Perhaps there’s a lesson in what seems to be driving the US Women’s National Team in the World Cup. Despite coming into the tournament as a favorite, the US team hasn’t made the cup finals since its last victory, in 1999, and had to play in this year, after losing four matches leading up to the tournament. If you know enough about sports to be reading this, you know the story. And while the United States is anything but “small market” in almost every respect, we are certainly small market in the soccer world, despite more success in the women’s game.
The point is that after finding themselves in the unusual position of being outclassed, having to claw back from behind, the U.S. women and their phenomenal coach give credit to “heart.” When they have been outplayed they have still prevailed on heart.
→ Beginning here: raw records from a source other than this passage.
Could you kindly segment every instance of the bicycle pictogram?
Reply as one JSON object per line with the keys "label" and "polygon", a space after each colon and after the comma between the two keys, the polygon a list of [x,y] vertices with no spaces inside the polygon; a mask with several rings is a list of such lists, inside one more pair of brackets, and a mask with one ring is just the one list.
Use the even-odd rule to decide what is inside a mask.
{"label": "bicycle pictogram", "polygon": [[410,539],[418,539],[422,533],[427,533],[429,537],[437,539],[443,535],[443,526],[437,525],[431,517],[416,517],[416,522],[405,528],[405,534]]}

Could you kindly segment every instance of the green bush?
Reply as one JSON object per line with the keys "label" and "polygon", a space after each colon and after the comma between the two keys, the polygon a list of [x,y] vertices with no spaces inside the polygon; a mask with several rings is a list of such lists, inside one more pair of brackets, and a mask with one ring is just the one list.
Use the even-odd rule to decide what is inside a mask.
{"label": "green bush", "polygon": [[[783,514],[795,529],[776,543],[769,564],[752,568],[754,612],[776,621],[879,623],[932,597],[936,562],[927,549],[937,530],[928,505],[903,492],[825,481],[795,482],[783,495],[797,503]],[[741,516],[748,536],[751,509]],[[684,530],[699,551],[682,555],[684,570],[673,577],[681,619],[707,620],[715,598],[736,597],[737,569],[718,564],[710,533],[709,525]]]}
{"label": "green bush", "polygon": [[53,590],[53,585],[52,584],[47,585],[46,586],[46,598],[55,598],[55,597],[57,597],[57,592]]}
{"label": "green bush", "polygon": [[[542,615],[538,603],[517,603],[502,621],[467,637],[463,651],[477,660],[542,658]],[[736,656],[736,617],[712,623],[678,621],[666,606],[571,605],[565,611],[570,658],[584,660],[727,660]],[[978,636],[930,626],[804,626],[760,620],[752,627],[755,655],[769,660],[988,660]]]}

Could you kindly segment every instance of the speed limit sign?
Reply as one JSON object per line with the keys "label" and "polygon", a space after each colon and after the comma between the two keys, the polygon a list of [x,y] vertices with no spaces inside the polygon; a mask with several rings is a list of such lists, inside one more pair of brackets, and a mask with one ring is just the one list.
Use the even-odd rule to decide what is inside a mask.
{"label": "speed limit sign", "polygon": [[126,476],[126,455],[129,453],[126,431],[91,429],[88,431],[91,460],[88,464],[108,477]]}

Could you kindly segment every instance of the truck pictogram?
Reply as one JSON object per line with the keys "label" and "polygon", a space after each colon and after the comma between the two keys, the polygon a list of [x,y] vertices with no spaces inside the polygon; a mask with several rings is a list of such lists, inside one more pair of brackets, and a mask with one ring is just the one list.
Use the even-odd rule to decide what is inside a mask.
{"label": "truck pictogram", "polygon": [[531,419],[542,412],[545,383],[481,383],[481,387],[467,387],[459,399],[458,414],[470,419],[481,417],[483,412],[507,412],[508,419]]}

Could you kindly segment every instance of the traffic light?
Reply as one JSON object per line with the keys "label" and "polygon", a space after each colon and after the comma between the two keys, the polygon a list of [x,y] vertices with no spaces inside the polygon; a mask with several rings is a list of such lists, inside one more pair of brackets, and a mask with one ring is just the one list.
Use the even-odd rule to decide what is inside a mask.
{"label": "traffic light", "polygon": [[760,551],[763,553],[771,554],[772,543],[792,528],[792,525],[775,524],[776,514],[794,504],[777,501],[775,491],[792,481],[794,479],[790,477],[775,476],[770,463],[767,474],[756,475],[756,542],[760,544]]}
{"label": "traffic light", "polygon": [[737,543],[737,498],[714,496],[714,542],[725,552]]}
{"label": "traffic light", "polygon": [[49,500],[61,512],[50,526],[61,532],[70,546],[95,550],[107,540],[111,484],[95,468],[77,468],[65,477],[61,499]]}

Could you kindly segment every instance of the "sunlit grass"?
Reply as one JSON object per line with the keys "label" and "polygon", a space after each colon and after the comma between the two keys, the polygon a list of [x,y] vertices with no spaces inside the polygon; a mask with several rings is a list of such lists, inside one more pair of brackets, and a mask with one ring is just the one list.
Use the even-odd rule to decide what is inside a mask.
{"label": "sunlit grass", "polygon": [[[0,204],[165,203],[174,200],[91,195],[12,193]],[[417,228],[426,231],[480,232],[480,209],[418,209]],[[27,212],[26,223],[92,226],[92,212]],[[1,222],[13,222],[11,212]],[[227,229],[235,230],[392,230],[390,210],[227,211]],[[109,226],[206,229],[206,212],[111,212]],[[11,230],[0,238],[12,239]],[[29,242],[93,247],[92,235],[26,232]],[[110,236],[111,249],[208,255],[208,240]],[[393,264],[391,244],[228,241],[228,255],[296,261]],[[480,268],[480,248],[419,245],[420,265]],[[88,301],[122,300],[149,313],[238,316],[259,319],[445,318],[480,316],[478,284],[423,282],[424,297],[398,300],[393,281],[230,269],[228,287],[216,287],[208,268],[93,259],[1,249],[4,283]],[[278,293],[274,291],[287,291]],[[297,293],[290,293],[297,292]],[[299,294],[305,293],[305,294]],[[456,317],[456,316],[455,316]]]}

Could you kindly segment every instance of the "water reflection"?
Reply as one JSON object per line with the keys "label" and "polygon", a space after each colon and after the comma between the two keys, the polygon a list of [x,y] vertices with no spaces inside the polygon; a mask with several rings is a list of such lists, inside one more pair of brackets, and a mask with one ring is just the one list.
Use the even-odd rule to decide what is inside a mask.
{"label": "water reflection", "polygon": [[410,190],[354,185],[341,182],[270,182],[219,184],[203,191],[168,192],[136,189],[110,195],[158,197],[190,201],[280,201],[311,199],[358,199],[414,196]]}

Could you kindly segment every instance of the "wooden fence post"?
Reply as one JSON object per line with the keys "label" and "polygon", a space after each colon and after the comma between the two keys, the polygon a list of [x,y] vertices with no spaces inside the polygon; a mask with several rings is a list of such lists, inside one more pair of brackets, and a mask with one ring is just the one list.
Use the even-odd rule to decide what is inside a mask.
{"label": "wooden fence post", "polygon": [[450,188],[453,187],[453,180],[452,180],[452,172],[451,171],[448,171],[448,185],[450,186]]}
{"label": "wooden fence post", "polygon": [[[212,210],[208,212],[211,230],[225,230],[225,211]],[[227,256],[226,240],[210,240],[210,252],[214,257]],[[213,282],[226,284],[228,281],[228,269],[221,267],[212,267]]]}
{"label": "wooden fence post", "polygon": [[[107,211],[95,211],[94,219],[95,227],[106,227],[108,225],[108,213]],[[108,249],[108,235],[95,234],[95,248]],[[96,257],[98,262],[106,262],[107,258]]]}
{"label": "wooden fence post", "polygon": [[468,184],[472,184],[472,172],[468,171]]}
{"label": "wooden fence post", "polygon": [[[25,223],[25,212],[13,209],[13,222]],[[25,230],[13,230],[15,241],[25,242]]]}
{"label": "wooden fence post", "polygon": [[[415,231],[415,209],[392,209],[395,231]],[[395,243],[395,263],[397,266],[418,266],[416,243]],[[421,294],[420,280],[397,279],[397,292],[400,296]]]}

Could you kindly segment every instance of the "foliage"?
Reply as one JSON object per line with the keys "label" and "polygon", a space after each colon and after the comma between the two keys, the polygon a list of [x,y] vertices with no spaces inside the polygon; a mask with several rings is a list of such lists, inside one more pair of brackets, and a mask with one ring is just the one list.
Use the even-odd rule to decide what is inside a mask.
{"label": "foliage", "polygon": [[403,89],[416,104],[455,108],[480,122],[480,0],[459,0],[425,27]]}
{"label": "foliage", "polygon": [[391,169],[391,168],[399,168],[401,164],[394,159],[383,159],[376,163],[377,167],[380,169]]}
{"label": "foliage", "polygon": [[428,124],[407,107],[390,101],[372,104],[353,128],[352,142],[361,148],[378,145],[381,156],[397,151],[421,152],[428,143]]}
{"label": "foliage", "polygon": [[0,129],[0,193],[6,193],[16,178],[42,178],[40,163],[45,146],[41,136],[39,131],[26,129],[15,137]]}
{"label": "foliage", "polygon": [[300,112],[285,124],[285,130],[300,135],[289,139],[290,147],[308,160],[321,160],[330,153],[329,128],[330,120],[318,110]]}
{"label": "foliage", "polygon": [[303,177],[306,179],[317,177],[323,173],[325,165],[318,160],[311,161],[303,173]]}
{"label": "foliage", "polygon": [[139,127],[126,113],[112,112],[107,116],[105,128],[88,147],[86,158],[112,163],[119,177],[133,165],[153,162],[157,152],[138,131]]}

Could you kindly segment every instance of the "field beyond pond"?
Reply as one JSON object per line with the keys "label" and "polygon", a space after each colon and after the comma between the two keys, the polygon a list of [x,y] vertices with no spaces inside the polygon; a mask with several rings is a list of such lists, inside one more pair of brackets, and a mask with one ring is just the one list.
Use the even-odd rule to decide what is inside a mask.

The same can be said for the Pirates, Indians, Brewers, Nats, and the rest. Even the Packers. In no case do these teams have a roster on paper that justifies their achievements on the field. The common intangible is heart. It is the American tendency to overachieve, to achieve most when up against the wall, to win the biggest victory when pitted against the most daunting foe, to refuse to quit, to keep up the intensity until the final whistle.
It is this operatic quality in American sports, that presses, presses, onward until Leo Derocher’s “Fat Lady” calls down the curtain, and not until the hem of the curtain lays limp on the stage floor.
This is why championships can’t be bought, at least not in the New York’s and LA’s of the world. That is not to say that well-funded star-studded teams don’t have the will or the ability (collectively) to win when it counts, but it is to say that such teams seldom prevail when they face a smaller, more stouthearted foe.
Despite everything, sports teams in America take on the ethos of their host communities, as do their players, even their stars. And the fans in the stands channel their energy to their teams. The desperate chip-on-the-shoulder, hold your breath, scream your lungs out passion the fans bring is high octane fuel for the gladiators on the field, the court, or the rink.
Small markets also bring out the best in low-budget players, who in turn have more to prove than their Nike-sponsored colleagues. Athletes who would languish on a deep bench, or get lost, even as a starter, on a stage crowded with marquis players, find it easier, and more necessary, to rise up and play a role. The list of great players, even Hall of Famers, from small market teams who were not stand-outs before coming to the smaller market is too long to enumerate .
There are years of course when it’s all big markets all the time. But not every year, and already 2011 has been more of a small market, small team, come-from-behind year than most. I don’t know about you, but I’m having a great time watching it all unfold.